When sin θ = 3/5, cos θ = 12/25 × 5/3 = 4/5

Again, when sin θ = 4/5, cos θ = 12/25 × 5/4 = 3/5

Therefore, sin θ =3/5, cos θ = 4/5

or, sin θ =4/5, cos θ = 3/5.


11. If 3 tan θ = 4, evaluate (3sin θ + 2 cos θ)/(3sin θ - 2cos θ).

Solution: Given,

3 tan θ = 4

⇒ tan θ = 4/3

Now,

(3sin θ + 2 cos θ)/(3sin θ - 2cos θ)

= (3 tan θ + 2)/(3 tan θ - 2), [dividing both numerator and denominator by cos θ]

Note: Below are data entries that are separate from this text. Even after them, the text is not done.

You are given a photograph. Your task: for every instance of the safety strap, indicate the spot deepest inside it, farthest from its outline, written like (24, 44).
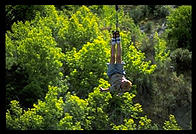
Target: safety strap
(116, 17)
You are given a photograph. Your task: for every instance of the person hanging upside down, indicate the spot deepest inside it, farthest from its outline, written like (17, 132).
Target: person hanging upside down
(115, 70)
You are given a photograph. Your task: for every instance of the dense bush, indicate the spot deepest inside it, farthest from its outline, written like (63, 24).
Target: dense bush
(33, 49)
(179, 27)
(56, 63)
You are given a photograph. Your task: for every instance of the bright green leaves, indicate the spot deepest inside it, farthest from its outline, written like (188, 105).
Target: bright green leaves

= (3 × 4/3 + 2)/(3 × 4/3 -2), putting the value of tan θ = 4/3

= 6/2

= 3.


12. If (sec θ + tan θ)/(sec θ - tan θ) = 209/79, find the value of θ.

Solution: (sec θ + tan θ)/(sec θ - tan θ) = 209/79

⇒ [(sec θ + tan θ) - (sec θ - tan θ)]/[(sec θ + tan θ) + (sec θ - tan θ)] = [209 – 79]/[209 + 79], (Applying componendo and dividendo)

⇒ 2 tan θ/2 sec θ =130/288

⇒ sin θ/cos θ × cos θ = 65/144

⇒ sin θ = 65/144.


13. If 5 cot θ = 3, find the value of (5 sin θ - 3 cos θ)/(4 sin θ + 3 cos θ).

Solution:

Given 5 cot θ = 3

⇒ cot θ = 3/5

Now (5 sin θ - 3 cos θ)/(4 sin θ + 3 cos θ)

= (5 - 3 cot θ)/(4 sin θ + 3 cot θ), [dividing both numerator and denominator by sin θ]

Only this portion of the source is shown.